Bem diferente da situação no assentamento Kororo’i, em Santa Rosa del Aguaray, também em San Pedro. Em 2008, a comunidade camponesa de 630 habitantes sofreu contaminação de suas fontes d’água, próximas de uma fazenda da Agro Silo Santa Catalina, ex-Vectra S.A. Mais de 50 famílias apresentaram sintomas de intoxicação e uma denúncia foi apresentada ao Ministério da Saúde:

– Eu, Porfiria Ocampo denunciei ao Sr. Tranquilino Favero pela plantação de soja, já que a fumigação massiva me prejudicou durante a gravidez, tive complicações durante os nove meses e quase perdi meu filho, que nasceu com problema nos pulmões por causa do uso indiscriminado de agrotóxicos.

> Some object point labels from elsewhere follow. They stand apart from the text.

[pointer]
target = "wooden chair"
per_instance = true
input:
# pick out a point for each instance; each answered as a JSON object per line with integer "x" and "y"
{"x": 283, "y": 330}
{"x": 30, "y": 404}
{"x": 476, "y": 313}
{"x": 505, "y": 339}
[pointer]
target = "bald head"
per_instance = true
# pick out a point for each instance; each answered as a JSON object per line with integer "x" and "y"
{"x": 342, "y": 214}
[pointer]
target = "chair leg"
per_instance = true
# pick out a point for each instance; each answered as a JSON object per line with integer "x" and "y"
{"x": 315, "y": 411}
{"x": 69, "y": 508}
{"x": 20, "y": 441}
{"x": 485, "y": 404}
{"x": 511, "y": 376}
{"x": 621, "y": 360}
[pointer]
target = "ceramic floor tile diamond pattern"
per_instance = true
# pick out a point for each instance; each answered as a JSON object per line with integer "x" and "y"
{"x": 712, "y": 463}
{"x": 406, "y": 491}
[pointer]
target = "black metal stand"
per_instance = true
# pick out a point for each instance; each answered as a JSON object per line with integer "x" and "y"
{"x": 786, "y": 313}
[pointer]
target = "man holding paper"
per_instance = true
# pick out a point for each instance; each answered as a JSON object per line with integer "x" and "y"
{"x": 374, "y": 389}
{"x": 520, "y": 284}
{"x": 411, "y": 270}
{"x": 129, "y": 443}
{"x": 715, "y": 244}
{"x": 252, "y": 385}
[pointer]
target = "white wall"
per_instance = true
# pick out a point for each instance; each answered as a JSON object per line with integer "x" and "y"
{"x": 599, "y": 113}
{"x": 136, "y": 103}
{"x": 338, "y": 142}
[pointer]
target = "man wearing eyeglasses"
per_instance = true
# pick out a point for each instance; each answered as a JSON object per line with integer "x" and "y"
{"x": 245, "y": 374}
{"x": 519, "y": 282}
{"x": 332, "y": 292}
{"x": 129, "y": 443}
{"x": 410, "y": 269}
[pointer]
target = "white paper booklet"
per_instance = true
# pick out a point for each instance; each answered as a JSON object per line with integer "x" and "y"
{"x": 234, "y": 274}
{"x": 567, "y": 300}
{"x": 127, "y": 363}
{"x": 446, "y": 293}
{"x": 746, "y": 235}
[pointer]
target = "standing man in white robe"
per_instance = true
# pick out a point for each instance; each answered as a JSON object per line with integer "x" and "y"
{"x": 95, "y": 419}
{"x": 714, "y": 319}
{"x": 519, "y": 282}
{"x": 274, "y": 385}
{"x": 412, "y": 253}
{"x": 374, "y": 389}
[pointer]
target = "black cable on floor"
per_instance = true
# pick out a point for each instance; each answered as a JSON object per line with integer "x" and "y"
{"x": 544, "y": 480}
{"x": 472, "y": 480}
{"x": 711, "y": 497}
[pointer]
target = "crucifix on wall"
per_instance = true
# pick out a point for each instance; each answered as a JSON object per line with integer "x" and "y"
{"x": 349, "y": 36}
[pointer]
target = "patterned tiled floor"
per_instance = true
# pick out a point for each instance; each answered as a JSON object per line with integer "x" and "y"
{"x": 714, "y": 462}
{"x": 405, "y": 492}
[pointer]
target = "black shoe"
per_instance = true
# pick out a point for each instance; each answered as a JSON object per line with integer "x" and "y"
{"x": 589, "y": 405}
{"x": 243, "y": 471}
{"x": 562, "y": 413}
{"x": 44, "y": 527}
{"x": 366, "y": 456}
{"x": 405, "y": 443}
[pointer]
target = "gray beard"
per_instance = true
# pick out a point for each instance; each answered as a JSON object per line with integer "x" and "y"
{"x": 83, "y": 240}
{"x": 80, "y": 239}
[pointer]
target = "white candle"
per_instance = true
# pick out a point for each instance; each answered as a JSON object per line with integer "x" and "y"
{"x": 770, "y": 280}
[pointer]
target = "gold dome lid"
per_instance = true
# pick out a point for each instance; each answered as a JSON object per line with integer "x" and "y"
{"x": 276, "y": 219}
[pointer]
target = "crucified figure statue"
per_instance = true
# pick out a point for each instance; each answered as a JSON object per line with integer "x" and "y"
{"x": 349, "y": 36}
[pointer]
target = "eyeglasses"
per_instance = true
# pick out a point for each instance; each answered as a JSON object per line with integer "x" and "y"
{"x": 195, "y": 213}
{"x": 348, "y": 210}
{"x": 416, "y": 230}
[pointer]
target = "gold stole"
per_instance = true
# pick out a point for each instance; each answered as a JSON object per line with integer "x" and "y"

A empresa foi multada em US$ 75.000. Na página de responsabilidade social do grupo, o presidente Lucas Marini Favero – neto de Tranquilo – diz que, desde 2015, a empresa oferece cursos de capacitação para os moradores de Kororo’i.  O Grupo Favero é signatário do Pacto Global, iniciativa internacional para promover a responsabilidade socioambiental em empresas privadas.

A reincidência de denúncias contra sojicultores valeu ao Paraguai uma repreensão do Comitê de Direitos Econômicos, Sociais e Culturais da ONU, que reiterou preocupação quanto aos impactos da expansão agrícola no país e recomendou “controlar o cultivo de soja” para garantir o acesso aos direitos à água, segurança alimentar e ao meio ambiente.